More than 100,000 protest across Germany over far-right AfD’s mass deportation meetings | Germany

More than 100,000 people turned out across Germany on Saturday in protest against the far-right Alternative für Deutschland (AfD) party, which sparked an outcry after it emerged that the party’s members discussed mass deportation plans at a meeting of extremists.

In Frankfurt, about 35,000 people joined a call under the banner “Defend democracy – Frankfurt against the AfD”, marching in the financial heart of Germany. A similar number, some carrying posters like “Nazis out”, turned up in the northern city of Hanover.

Protests were also held in cities including Braunschweig, Erfurt and Kassel and many smaller towns, mirroring mobilisation every day over the past week. In all, demonstrations have been called in about 100 locations across Germany from Friday through the weekend, including in Berlin on Sunday.

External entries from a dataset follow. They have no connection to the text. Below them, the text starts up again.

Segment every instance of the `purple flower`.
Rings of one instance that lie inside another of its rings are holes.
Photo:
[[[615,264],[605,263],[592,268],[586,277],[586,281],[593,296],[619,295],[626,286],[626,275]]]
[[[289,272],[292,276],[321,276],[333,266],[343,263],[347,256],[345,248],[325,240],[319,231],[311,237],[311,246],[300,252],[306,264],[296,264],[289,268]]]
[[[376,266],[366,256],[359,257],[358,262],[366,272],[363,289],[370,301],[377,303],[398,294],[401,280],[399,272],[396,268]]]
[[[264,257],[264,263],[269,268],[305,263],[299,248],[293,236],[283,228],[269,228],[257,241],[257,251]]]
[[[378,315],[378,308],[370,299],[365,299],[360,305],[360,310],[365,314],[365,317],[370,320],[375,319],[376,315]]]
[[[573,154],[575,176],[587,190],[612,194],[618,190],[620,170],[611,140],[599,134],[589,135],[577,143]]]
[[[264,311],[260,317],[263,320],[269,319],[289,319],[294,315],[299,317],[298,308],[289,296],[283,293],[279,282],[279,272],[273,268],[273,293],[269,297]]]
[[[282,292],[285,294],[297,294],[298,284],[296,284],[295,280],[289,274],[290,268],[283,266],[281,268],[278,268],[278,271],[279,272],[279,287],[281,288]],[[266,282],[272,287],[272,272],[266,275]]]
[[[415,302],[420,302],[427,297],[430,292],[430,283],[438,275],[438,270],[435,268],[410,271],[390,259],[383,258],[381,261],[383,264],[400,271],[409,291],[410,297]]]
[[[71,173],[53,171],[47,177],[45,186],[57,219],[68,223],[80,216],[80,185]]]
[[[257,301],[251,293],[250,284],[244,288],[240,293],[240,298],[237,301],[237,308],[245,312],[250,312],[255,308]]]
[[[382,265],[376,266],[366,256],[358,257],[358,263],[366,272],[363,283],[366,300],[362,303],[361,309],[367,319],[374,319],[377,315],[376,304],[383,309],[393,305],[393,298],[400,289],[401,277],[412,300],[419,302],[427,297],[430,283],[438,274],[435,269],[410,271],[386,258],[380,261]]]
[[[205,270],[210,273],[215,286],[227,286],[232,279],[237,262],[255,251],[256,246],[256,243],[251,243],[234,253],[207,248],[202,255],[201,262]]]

Politicians, churches and Bundesliga coaches have all urged people to stand up against the AfD.

Participants walk with a banner that reads: ‘Stop the AfD!’, in Erfurt, Germany, on Saturday.
Participants walk with a banner that reads: ‘Stop the AfD!’, in Erfurt, Germany, on Saturday. Photograph: Jacob Schroeter/AP

The protests began after it emerged AfD party members had attended meetings with neo-Nazis and other extremists to discuss the mass deportation of migrants, asylum seekers and German citizens of foreign origin deemed to have failed to integrate.

Among the participants at the talks near the east German city of Potsdam was Martin Sellner, a leader of Austria’s Identitarian Movement, which subscribes to the “great replacement” conspiracy theory that claims there is a plot by non-white migrants to replace Europe’s “native” white population.

News of the gathering sent shock waves across Germany at a time when the AfD is soaring in opinion polls, just months ahead of three major regional elections in eastern Germany where their support is strongest.

The anti-immigration party confirmed the presence of its members at the meeting, but has denied taking on the “remigration” project championed by Sellner.

Leading politicians including Chancellor Olaf Scholz, who joined a demonstration last weekend, said any plan to expel immigrants or citizens alike amounted to “an attack against our democracy, and in turn, on all of us”.

Crowds gather in Erfurt, eastern Germany, on Saturday after news of AfD’s meetings with neo-Nazis emerged.
Crowds gather in Erfurt, eastern Germany, on Saturday after news of AfD’s meetings with neo-Nazis emerged. Photograph: Jens Schlueter/AFP/Getty Images

He urged “all to take a stand – for cohesion, for tolerance, for our democratic Germany”.

Friedrich Merz, the leader of the opposition conservative CDU party, wrote online that it was “very encouraging that thousands of people are demonstrating peacefully against rightwing extremism”.

Besides members of the AfD, two members of the hard-right faction Werteunion of the CDU were also at the meeting near Potsdam cited by Correctiv.

Amid the outrage over the Potsdam meeting, the Werteunion’s leader Hans-Georg Maassen said on Saturday it had decided to split from the CDU. The group said it has about 4,000 members, many of whom were originally members of the CDU or the CDU’s Bavarian sister party CSU.

Formed in 2013 as an anti-establishment, anti-euro force by academics and economists, the AfD has quickly morphed into an anti-immigrant party, ditching its original founders.

It gained particular traction in 2015 when about a million migrants and refugees arrived in Germany, and the party entered the Bundestag for the first time in 2017, initially as the leading opposition party.

Its popularity has risen again since the Russian invasion of Ukraine, on the back of disgruntlement over high energy bills, food inflation, and what it sees as the high moral and financial cost of defending Ukraine.